SpaceX launched a satellite June 3 with a new unfolding radio-transparent sunshade to block sunlight from reaching bright surfaces on the spacecraft, such as its antennas.

Earlier this month, SpaceX said all Starlink satellites beginning with the launch scheduled for Friday will carry the sunshades.

Coupled with changes in how the satellites are oriented when they are at lower altitudes soon after launch, the sun visors could alleviate the most serious impacts on astronomy from the Starlink network, and eliminate the Starlink satellites from naked eye vision once they reach their 341-mile-high operational orbit.

The Vera Rubin Observatory’s 3,200-megapixel camera will start astronomical surveys in 2022. Each image will cover a region of the sky the size of 40 full moons, and many of the images will include light streaks left by satellites from the Starlink network, and potentially other satellite constellations.

The worst impacts will come after dusk and before dawn. That’s a time of day when astronomers want to search for asteroids.

Astronomers on the Vega Rubin Observatory team say SpaceX has been working with them since last year to try to reduce the impacts of the Starlink network on their scientific program.

“SpaceX is setting an example for the rest of the industry by doing all of this work to try to darken the satellites,” said Tony Tyson, a professor of physics at the University of California, Davis.

“The Vera Rubin Observatory is actually a limiting case,” said Tyson, the chief scientist on the Vera Rubin Observatory. “The reason why it’s a limiting case (is because) it was built to find something unusual in the sky. It’s the perfect machine unfortunately for running into satellite trails.”
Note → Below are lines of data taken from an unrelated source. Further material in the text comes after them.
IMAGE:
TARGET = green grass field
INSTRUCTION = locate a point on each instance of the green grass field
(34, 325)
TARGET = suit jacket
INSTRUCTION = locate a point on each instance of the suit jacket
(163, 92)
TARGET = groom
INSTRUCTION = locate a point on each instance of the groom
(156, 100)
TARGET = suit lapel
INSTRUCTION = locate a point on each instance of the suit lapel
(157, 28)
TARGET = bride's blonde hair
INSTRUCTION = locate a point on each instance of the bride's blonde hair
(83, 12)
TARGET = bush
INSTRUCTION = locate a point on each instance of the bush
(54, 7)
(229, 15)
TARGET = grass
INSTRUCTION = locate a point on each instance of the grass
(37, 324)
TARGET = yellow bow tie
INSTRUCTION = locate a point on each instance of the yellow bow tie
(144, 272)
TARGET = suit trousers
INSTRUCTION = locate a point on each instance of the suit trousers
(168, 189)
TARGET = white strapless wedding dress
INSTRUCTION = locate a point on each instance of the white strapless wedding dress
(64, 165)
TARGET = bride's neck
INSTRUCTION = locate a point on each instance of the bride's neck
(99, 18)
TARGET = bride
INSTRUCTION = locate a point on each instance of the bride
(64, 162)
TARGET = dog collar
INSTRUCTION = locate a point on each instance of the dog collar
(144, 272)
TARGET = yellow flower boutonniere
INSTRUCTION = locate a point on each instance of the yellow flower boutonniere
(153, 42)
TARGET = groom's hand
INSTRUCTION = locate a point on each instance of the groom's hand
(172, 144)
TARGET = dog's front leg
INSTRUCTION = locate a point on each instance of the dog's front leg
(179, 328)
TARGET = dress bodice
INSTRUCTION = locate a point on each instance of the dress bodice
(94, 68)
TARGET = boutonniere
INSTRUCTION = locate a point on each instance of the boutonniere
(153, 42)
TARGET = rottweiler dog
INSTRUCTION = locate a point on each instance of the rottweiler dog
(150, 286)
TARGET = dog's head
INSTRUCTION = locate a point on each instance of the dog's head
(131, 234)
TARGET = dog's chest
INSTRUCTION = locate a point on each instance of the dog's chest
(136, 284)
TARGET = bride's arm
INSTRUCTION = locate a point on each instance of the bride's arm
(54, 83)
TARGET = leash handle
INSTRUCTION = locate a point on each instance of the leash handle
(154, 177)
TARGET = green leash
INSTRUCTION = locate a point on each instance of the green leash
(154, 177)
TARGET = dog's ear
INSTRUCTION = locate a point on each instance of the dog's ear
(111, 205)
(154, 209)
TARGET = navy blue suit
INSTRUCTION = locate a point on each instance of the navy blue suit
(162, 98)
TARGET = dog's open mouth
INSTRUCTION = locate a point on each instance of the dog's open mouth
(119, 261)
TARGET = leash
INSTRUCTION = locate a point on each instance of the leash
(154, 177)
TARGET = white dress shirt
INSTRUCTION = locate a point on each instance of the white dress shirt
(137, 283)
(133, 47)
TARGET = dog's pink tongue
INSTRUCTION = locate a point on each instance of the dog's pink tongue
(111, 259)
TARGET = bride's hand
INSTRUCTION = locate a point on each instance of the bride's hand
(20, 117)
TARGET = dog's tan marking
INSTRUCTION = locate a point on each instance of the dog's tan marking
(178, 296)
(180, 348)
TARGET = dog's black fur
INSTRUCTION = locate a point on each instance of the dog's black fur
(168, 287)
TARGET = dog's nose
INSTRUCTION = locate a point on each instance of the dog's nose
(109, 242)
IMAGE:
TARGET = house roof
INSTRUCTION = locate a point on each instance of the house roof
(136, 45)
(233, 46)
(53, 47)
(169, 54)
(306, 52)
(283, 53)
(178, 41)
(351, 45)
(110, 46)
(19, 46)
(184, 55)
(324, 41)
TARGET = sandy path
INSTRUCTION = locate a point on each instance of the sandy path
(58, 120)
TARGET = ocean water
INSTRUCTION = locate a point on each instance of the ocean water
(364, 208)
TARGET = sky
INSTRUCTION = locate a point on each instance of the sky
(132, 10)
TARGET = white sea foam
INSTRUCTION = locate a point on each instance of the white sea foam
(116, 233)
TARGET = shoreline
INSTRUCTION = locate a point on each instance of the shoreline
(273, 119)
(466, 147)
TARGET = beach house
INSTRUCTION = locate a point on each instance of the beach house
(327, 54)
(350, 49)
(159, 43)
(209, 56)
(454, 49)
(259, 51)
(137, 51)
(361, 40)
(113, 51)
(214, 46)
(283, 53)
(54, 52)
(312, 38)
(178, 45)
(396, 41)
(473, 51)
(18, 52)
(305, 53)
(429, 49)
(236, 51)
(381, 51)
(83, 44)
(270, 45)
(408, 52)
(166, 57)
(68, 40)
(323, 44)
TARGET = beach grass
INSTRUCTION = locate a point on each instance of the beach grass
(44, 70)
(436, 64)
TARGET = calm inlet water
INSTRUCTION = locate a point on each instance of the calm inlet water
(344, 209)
Astronomers illuminated a Vera Rubin imaging detector in a test to see how it would respond to the passage of a satellite as bright as a Starlink. They found the satellite leaves behind not just a single trail, but “ghost” trails away from the spacecraft’s path.

“We have been developing software to try to mitigate these affects, but it only has a (limited) dynamic range,” Tyson said. “The software only begins to work if we could dim these low Earth orbit satellites to something like 7th apparent magnitude. That’s beynd the limit of human vision.”

The spacecraft with the darker coating was measured at 6.1 magnitude once it flew into a higher orbit after launch. SpaceX and astronomers won’t know how effective the visor is at darkening the satellites from the ground until the first sunshade-equipped spacecraft, dubbed VisorSat, reaches its operational altitude of 341 miles.

“We need to get to 7th magnitude,” Tyson said. “VisorSat might actually reach 7. We won’t know for a few months yet, and that’s at 550 kilometers (341 miles) … If it can be darkened to 7th magnitude, then our software would begin to get rid of these electronic ghosts … But it won’t get rid of the main trail.”

“Even if all of this works, the satellite (main) trails will clearly still be there in the data, seriously complicating data analysis and limiting discoveries,” Tyson said.